D'abord, ça l'a un peu étonnée de devoir rédiger une lettre de motivation pour rejoindre la Fondation de France. À l'aube de sa retraite, Patricia Rousseau ne voyait pas pourquoi elle devrait passer un entretien pour faire du bénévolat. Elle l’a fait et s'en trouve fort aise. « Cela m'a fait comprendre que la seule bonne volonté ne suffit pas. Je trouve tout à fait mon compte dans cet engagement. On est dans le soutien, dans la bienveillance, dans l'altruisme. Entre les intervenants, il n'y a pas d'enjeux de pouvoir. » Elle ajoute : « Cela dit, c'est très pro. Les participants sont de haut niveau et l'exigence est élevée. Parfois, vous avez l'impression de vous retrouver à nouveau dans une entreprise. Surtout depuis que beaucoup de réunions se font en vision, ce qui limite les échanges personnels » Et de ponctuer, tout sourire, avec cet humour qui ne la quitte pas : « Mon mari me dit souvent que ça m'occupe plus qu'un mi-temps. Mais sans être payée… ».

Intervenant sur le terrain dans le nord de la France, Patricia Rousseau est référente pour les bourses aux jeunes sans soutien familial. Cela consiste « à donner un coup de pouce à un projet d'insertion professionnelle ou à une poursuite d’études ». La bourse permet de prendre en charge le coût d’une formation ou de l’inscription à des concours d’accès aux grandes écoles (ingénieurs, commerce). Mais cela peut aussi permettre à un jeune de passer son permis de conduire, qui peut être essentiel pour trouver un emploi, ou l'achat d'ordinateurs pour le travail en distanciel ou de mallettes pour des coiffeurs ou des bouchers. Elle en dit : « C'est l'un des seuls programmes de la Fondation où on aide individuellement des jeunes en difficulté, alors qu’il s’agit souvent de projets collectifs ».

Patricia Rousseau appartient à une de ces familles d'industriels du Nord, frottée de catholicisme social. Son père dirigeait une entreprise textile à Tourcoing. Ses frères étaient destinés à reprendre les rênes d'une activité qui finira par disparaître. Très inspirée par sa mère, une des premières femmes élue au conseil municipal de sa ville, Patricia Rousseau a fait des études d'assistante sociale. Elle a occupé un premier poste dans un hôpital, puis a rejoint le Conseil général comme assistante sociale polyvalente : « Il s'agissait d'accompagner les familles de la naissance à la fin de vie ». De Lille au département de l'Aisne, d'Amiens à Arras, et même pendant quelque temps en Martinique, elle profite des mutations de son mari, directeur de magasins Leroy-Merlin pour faire évoluer sa carrière. Mère de trois enfants, elle devient formatrice à l'école du service social. Puis, bifurque vers le milieu scolaire où elle sera bientôt responsable départementale. Dans les lycées et collèges, elle développe la prise en charge de la toxicomanie, de l'absentéisme ou des abus sexuels. Elle croise d'ailleurs une première fois la route de la Fondation de France qui organise alors une campagne contre les violences dans les écoles.

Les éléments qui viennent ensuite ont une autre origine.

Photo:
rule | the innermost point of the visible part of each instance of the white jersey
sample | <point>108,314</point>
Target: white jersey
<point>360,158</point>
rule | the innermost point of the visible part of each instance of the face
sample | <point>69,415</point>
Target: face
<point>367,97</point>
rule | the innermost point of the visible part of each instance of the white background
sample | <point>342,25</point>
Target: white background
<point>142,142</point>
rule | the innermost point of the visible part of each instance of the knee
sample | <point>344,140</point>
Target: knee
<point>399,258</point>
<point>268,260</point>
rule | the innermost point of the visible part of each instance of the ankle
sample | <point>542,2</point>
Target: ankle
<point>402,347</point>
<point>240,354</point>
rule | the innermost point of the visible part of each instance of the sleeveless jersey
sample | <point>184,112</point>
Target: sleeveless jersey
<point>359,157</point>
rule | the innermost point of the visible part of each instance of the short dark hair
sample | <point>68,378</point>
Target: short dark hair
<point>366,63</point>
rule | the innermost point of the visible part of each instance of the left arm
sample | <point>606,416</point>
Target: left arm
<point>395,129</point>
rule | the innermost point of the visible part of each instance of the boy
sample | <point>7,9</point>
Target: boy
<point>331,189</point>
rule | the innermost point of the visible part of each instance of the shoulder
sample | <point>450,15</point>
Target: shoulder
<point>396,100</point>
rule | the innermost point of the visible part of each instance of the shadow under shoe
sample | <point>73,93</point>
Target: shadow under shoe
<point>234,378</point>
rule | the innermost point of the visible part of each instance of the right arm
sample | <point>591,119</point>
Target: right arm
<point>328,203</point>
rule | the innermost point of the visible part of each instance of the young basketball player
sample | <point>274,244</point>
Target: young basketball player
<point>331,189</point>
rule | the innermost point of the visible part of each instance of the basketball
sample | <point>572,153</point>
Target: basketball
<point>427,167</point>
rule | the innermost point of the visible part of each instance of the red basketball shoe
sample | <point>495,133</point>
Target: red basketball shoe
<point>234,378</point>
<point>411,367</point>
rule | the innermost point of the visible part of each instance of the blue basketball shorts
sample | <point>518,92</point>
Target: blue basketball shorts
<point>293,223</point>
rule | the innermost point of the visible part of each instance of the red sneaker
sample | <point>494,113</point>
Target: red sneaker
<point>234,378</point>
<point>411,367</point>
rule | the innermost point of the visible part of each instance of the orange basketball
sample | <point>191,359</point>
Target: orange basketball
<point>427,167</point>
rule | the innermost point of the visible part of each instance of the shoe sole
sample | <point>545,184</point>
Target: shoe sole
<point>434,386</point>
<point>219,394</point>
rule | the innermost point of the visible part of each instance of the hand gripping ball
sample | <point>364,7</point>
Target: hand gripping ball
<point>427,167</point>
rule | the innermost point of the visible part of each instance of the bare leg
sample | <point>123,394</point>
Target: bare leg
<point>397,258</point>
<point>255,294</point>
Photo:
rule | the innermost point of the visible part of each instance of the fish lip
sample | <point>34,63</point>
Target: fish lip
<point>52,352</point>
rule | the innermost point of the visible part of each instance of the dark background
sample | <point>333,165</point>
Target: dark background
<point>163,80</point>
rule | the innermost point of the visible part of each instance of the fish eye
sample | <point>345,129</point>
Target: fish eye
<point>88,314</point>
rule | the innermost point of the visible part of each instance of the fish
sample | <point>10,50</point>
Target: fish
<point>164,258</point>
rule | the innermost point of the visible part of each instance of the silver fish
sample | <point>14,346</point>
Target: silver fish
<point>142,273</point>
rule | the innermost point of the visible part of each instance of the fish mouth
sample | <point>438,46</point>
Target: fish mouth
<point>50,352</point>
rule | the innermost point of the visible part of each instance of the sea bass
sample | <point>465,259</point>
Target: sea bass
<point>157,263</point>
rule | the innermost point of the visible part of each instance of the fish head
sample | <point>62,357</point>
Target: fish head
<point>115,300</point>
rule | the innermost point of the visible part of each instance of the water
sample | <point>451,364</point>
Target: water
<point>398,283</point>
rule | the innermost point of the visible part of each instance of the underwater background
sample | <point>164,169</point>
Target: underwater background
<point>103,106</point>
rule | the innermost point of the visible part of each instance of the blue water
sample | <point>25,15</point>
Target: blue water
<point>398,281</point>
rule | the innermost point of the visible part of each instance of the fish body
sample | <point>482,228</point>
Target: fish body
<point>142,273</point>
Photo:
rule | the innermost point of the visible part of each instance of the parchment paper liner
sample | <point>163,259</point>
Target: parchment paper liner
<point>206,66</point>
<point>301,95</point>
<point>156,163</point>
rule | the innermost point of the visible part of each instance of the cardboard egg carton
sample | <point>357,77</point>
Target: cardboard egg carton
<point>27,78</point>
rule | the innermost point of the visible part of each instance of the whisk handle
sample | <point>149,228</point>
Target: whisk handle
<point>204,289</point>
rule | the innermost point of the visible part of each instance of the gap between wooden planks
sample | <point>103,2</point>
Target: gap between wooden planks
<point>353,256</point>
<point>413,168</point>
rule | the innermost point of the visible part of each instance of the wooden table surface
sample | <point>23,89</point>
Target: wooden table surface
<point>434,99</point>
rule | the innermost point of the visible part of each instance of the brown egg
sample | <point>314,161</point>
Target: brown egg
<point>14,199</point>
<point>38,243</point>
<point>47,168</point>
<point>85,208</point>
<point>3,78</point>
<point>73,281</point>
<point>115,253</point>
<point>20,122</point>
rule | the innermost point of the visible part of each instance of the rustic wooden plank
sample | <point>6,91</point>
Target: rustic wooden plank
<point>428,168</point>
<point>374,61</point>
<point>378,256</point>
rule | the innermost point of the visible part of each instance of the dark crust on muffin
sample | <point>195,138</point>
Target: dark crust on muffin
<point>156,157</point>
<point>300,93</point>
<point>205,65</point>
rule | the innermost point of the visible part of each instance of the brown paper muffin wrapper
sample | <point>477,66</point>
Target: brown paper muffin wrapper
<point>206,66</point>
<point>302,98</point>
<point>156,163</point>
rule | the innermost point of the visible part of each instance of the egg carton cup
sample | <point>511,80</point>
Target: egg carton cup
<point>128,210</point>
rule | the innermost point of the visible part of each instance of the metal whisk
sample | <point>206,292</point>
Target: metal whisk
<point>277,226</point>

La retraite venant, elle aurait pu se contenter de se consacrer à ses huit petits-enfants, d'améliorer son classement au tennis, de faire de la marche nordique et du voilier, ou de terminer la lecture du dernier Goncourt qui l'a laissée « perplexe ». Mais elle se félicite d'avoir fait acte de candidature et rejoint la Fondation de France.